Потом мы встречались опять в Швейцарии, куда снова вернулись (но это уже другой сюжет), и где продолжались переговоры по разоружению при участии с американской стороны переводчика высшего класса Сергея Шаховского.
Забирали мы его из гостиницы совершенно измочаленного. Хотя не все, отнюдь не все в делегациях работали, как он. Но Сережа не только был двуязычным, а еще и, если так можно выразиться, двусердечным. Россия, которую он нисколько не идеализировал, все-таки оставалась для него РОССИЕЙ.
Поэтому он без лишних слов, когда переводчики с российской стороны что-то не успевали — или ленились, или халтурили — шел им на выручку, брал часть их работы на себя. Да и дело стоило того, чтобы не рядиться: что такое атомная угроза — уже всем было понятно, чего стоили последствия длительной тут конкуренции, гонки — тут Сережа и свою личную ответственность сознавал.
Особые пункты его притяжения: Лос-Аламос — Арзамас. Лос-Аламос оказался последней остановкой.
На переговорах по разоружению он двойной воз тянул, не обижаясь, что благодарности никто не выказывает. То, что он делал, было важно, нужно ему самому.
И вот тогда, может быть, и не впервые, зародилась мысль: как хорошо, что он Сережа, — что они, такие, как он, — в свое время уехали. Потому он и русский, что вырос в Америке. Мог бы, наверно, и в другой стране, но не в СССР. Либо бы его убили, либо душевно искалечили. И патриотизм в нем сохранился, потому что его в него не насаждали, не вливали насильно, как рыбий жир, не внушили, что либо, мол, патриотствуй, либо высечем. А что еще хуже, это чувство, такое нормальное, здоровое, стало олицетворяться с подлым угодничеством, и люди приличные стали стесняться его в себе.
Слава Богу, это Сереже не выпало. Он много пережил, но не такое.
Поэтому хочу и могу назвать его счастливым. Несмотря ни на что.
В наши же встречи в Женеве он каждый раз показывал фотоальбомы, где, как при умелом повествовании, представало постепенное развитие сюжета: две испуганные физиономии обретали лица, человеческие зародыши становились людьми.
И уж Сережа тут постарался. Мы и с этим ознакомились — с книжечками, на персональном компьютере смонтированными, в одном экземпляре: для Марины и Саши. Труд, в сущности, как у первопечатника Федорова. На русском языке.
Если надо, то в переводе. Сделанном тоже лично. Тоже для двух конкретных людей. Сына и дочери. Слава тебе, твоему отцовству, Сережа!
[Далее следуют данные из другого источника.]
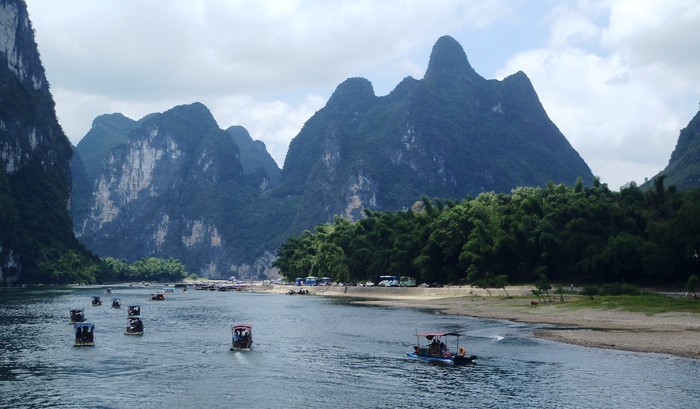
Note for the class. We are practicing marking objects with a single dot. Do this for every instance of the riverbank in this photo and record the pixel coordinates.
(675, 333)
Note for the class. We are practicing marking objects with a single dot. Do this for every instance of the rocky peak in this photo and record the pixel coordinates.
(17, 44)
(448, 63)
(353, 95)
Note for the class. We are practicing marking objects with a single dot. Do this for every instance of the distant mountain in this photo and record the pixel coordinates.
(683, 168)
(254, 155)
(35, 155)
(174, 185)
(449, 135)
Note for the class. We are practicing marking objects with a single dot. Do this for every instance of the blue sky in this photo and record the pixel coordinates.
(620, 78)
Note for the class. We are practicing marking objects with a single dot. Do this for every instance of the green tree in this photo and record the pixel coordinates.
(692, 284)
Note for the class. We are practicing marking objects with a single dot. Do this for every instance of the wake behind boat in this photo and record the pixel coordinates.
(242, 337)
(438, 351)
(84, 334)
(134, 326)
(77, 316)
(159, 296)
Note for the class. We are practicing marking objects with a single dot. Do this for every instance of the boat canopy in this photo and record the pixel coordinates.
(431, 335)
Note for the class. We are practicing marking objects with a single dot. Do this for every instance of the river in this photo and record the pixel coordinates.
(308, 352)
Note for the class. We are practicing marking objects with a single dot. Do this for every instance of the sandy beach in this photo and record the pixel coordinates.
(671, 333)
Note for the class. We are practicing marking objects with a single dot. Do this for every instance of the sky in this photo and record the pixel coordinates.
(619, 78)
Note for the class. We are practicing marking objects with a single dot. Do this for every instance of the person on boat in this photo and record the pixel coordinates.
(434, 348)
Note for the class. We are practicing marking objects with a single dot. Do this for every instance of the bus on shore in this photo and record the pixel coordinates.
(407, 282)
(388, 281)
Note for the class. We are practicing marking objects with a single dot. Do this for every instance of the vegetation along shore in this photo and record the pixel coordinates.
(642, 323)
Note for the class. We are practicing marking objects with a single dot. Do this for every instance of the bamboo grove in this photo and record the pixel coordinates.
(570, 234)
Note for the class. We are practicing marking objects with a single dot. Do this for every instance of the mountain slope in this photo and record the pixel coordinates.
(683, 168)
(172, 187)
(35, 155)
(451, 134)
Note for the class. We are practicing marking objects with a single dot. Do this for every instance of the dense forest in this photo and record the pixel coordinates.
(583, 235)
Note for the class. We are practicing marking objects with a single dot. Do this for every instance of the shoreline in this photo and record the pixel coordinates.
(673, 333)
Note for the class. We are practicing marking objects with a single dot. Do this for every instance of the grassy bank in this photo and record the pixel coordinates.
(646, 304)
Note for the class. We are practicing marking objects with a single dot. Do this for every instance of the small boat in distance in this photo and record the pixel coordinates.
(133, 310)
(159, 296)
(134, 326)
(84, 334)
(438, 351)
(242, 337)
(77, 316)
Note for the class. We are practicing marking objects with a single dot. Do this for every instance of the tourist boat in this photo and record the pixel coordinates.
(242, 337)
(133, 310)
(438, 351)
(84, 334)
(159, 296)
(77, 316)
(300, 292)
(134, 326)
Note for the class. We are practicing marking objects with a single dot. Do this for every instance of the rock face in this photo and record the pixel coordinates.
(35, 155)
(169, 185)
(683, 168)
(449, 135)
(175, 185)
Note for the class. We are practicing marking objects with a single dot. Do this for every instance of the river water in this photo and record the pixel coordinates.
(309, 352)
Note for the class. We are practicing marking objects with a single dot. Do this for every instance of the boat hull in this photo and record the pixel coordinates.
(456, 360)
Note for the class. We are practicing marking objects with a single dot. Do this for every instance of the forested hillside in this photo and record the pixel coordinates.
(570, 234)
(37, 243)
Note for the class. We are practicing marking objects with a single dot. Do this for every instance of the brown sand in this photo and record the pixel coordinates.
(671, 333)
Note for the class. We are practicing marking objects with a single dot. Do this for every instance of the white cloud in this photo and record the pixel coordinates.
(252, 62)
(619, 104)
(619, 77)
(274, 122)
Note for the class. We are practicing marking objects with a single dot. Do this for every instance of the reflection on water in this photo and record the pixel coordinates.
(309, 352)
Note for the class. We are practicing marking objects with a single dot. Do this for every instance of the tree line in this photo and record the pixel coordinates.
(566, 234)
(71, 267)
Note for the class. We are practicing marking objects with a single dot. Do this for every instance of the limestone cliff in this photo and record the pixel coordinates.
(35, 155)
(449, 135)
(169, 185)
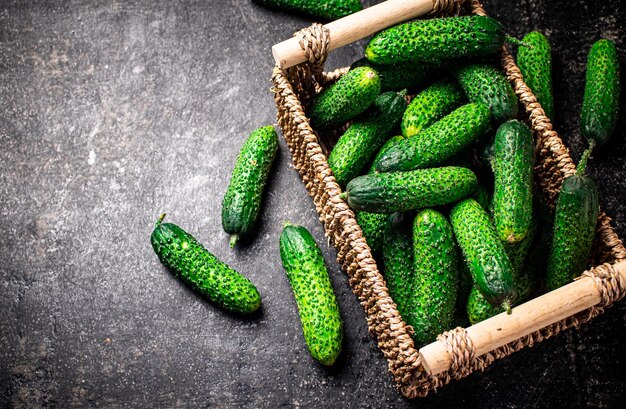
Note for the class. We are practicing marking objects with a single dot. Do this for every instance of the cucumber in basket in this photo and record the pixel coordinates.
(362, 139)
(319, 313)
(439, 142)
(186, 258)
(484, 253)
(350, 96)
(242, 202)
(534, 59)
(436, 40)
(575, 220)
(598, 117)
(429, 106)
(399, 191)
(487, 85)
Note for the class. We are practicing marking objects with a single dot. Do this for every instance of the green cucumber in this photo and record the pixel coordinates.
(429, 106)
(410, 76)
(439, 142)
(487, 85)
(575, 220)
(398, 261)
(436, 276)
(242, 202)
(484, 253)
(512, 166)
(326, 9)
(399, 191)
(319, 313)
(356, 147)
(350, 96)
(598, 117)
(534, 59)
(180, 252)
(436, 40)
(373, 224)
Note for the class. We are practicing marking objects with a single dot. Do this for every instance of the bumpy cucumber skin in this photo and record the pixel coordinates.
(242, 202)
(429, 106)
(398, 261)
(409, 76)
(399, 191)
(512, 167)
(362, 139)
(487, 85)
(435, 40)
(535, 63)
(326, 9)
(598, 117)
(350, 96)
(319, 313)
(373, 224)
(483, 252)
(436, 277)
(180, 252)
(575, 221)
(439, 142)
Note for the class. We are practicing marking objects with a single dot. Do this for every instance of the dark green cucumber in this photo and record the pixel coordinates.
(429, 106)
(512, 166)
(350, 96)
(319, 313)
(484, 253)
(598, 117)
(487, 85)
(439, 142)
(534, 60)
(436, 40)
(356, 147)
(180, 252)
(326, 9)
(575, 221)
(242, 202)
(435, 262)
(399, 191)
(409, 76)
(373, 224)
(398, 261)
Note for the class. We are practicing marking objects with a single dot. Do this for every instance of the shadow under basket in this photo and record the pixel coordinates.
(294, 87)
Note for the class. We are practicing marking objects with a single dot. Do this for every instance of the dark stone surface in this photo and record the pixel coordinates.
(115, 111)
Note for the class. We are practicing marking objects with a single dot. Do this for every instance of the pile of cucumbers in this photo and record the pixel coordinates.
(442, 187)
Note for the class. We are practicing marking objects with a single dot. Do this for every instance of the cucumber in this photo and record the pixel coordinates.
(575, 221)
(429, 106)
(326, 9)
(373, 224)
(242, 202)
(439, 142)
(487, 85)
(356, 147)
(410, 76)
(534, 60)
(512, 166)
(484, 253)
(436, 277)
(598, 117)
(436, 40)
(350, 96)
(319, 313)
(398, 261)
(180, 252)
(399, 191)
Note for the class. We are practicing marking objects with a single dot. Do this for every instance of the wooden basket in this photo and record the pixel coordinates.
(460, 351)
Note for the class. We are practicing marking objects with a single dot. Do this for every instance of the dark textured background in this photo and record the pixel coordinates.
(115, 111)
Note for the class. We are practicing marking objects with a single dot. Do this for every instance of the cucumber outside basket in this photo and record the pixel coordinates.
(299, 76)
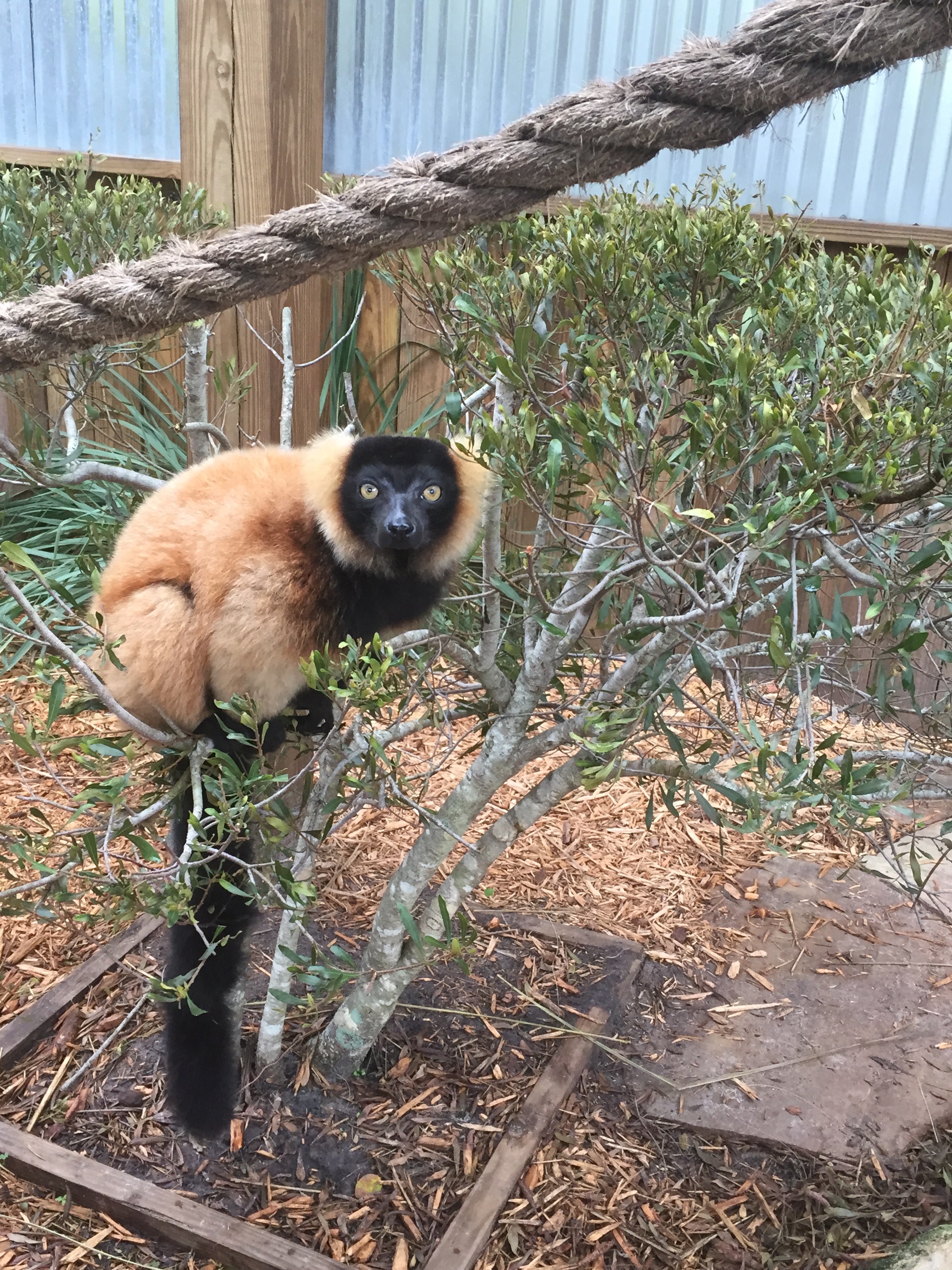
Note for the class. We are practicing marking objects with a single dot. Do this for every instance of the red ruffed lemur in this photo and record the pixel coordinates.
(219, 586)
Единственное, на что он сетовал — мало видится с детьми. Ну вот еще раз одна выжималовка на переговорах — и баста. Ведь нет ничего дороже семьи, детей. Он знает. Он это так хорошо знает…
И еще нам с ним совместное выдалось: наша дочка поехала к Шаховским в Миннесоту из Нью-Йорка, где училась, на каникулы, ко Дню Благодарения.
Остались снимки, и ее, Виты, впечатления. Там, далеко-далеко, она оказалась в русском доме, с русским радушием, русской теплотой. Но потому, повторяю, может быть и уцелевшим таким, с такой атмосферой, что его обустроили на другой территории, не той что официально теперь зовется Россией.
И все бы, все бы могло быть, должно было быть хорошо, но прошлым летом, позвонив мы узнали, что Сережу прооперировали. Диагноз определен, и все же не поверилось, как не верится в такое никогда. А вот уже перед Новым годом узнали: Сережа умер. «И хорошо, — Нелли сказала, — что дети еще не настолько взрослые, чтобы очень сильно страдать». Ее голос был ясным, ровным, ну будто Сережиным. И фразу начала с «хорошо». Так и я должна, верно, закончить: хорошо, Сережа, то, что ты успел сделать, и хорошо, что ты был. Спасибо.
1997 г.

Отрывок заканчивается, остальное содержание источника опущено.